Barilleaux has also been forward-thinking with acquisitions, in how they might be displayed in future settings and in how artworks align with others in the collection. Untitled features a large wall installation by Fort Worth artist Letitia Huckaby, Koinonia (2021), though it’s a partial rendering of the full paintings-and-wallpaper installation that graced the McNay’s grand entrance wall in 2021. Upon acquiring the work, made specifically for the entrance, Barilleaux arranged with the artist that it could be displayed flexibly in the future. The Vincent Valdez painting The Strangest Fruit 9 (2013), on permanent display in the McNay’s sculpture gallery, now has a companion piece in Amalia Mesa-Bains’ Strange Fruit (2025), acquired after Barilleaux saw the print in her 2024 exhibition at the San Antonio Museum of Art and knew how perfectly it would complement the Valdez piece.
A curator must also innovate, which sometimes means simply recognizing an underappreciated aspect of an artist’s oeuvre. Paris Speaking Dress by New York artist Lesley Dill represents Barilleaux’s 2015 solo exhibition of her work, the first to focus on her performance-based sculptures.
In this way, the curator serves an educational role, enlightening audiences to the many facets of artists and artmaking. Through context we gain deeper appreciation of an artist’s motives beyond simple aesthetic appreciation, learning something about why they make what they make. I recently lamented the rise of massive group shows, and at 124 artworks in four spaces (including outdoor sculptures), untitled fits the description. But there’s always the possibility of a new discovery, and I was delighted to encounter a subtle piece by Steve Keister, an artist Barilleaux encountered during his time at Pratt. USO #10 (c. 1978), a suspended small sculpture of painted wood with alligator skin, holds an interior glow from the light orange paint applied to its inside surfaces. It might not be a profound piece, but it has similar charms as other small work artists such as Richard Tuttle or Vincent Fecteau, and this is not an artist I would have known about otherwise.
The whole untitled show is organized according to educational principles. Barilleaux categorized artworks in groups arranged by the same basic artistic principles he learned in art school: line, value, shape, form, space, texture, color, and pattern. Many of the works could be placed in multiple categories, but Barrileaux aims to draw attention to certain elements of the works.

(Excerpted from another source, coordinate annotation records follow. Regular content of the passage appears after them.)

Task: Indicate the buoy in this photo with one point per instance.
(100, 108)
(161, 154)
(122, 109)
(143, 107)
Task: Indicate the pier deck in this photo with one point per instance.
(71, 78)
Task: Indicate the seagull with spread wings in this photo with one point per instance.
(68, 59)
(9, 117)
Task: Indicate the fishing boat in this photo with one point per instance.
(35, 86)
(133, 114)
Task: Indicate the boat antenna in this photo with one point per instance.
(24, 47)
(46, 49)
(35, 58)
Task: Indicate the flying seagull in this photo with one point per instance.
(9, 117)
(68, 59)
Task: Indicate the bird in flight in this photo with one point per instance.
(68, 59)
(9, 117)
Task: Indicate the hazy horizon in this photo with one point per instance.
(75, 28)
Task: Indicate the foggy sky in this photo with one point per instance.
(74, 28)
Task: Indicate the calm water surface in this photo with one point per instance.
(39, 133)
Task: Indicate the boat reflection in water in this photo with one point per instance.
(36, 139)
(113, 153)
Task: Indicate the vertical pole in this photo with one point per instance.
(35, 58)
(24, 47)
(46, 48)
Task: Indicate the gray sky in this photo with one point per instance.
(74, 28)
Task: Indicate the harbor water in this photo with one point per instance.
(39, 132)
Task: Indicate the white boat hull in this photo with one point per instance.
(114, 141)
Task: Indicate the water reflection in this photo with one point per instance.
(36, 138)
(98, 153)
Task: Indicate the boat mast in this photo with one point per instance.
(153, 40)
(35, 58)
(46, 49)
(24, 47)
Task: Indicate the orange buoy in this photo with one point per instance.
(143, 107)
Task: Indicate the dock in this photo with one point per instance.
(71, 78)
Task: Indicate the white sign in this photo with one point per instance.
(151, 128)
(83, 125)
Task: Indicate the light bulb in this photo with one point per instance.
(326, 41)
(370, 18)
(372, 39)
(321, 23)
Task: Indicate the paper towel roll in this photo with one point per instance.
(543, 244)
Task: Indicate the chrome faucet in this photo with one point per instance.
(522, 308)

But to me, the true educational significance of a museum collection is embodied in Charm and Weight (2008) by San Antonio artist Katie Pell. Pell was a force unto herself, as anyone who knew her will say, up until the moment she died in 2019. The McNay acquired this monumental carved wood charm bracelet sculpture in 2021, and it now anchors the sculpture gallery adjacent to the main gallery. It also anchored a recent museum education program, serving as inspiration for the McNay’s 2025-2026 Spotlight series for K-12 kids, with Pell’s daughter Bygoe Zubiate — also a San Antonio artist — leading one of the workshops. As Yolanda Urrubazo, McNay’s Head of Communications and Marketing, put it, opening the collection in this way gives “so much more meaning to the collection. It just has a huge impact with the community.”
Impact beyond the fragile lifespan of an artist, and the career of a curator. In speaking of his career, Barilleaux tends to use collective pronouns, making clear his conviction that building and maintaining a museum and its collection and exhibitions is a collective effort top to bottom, a series of candid personal interactions that ultimately results in an institution’s imprimatur. What we can all love is that Katie Pell can live on in the community she called home and left an indelible impression on. What’s mind boggling is that each piece in Barilleaux’s show, and every single one of the 200-some pieces he acquired during his tenure, can tell a similarly complex, textured, and resonant story.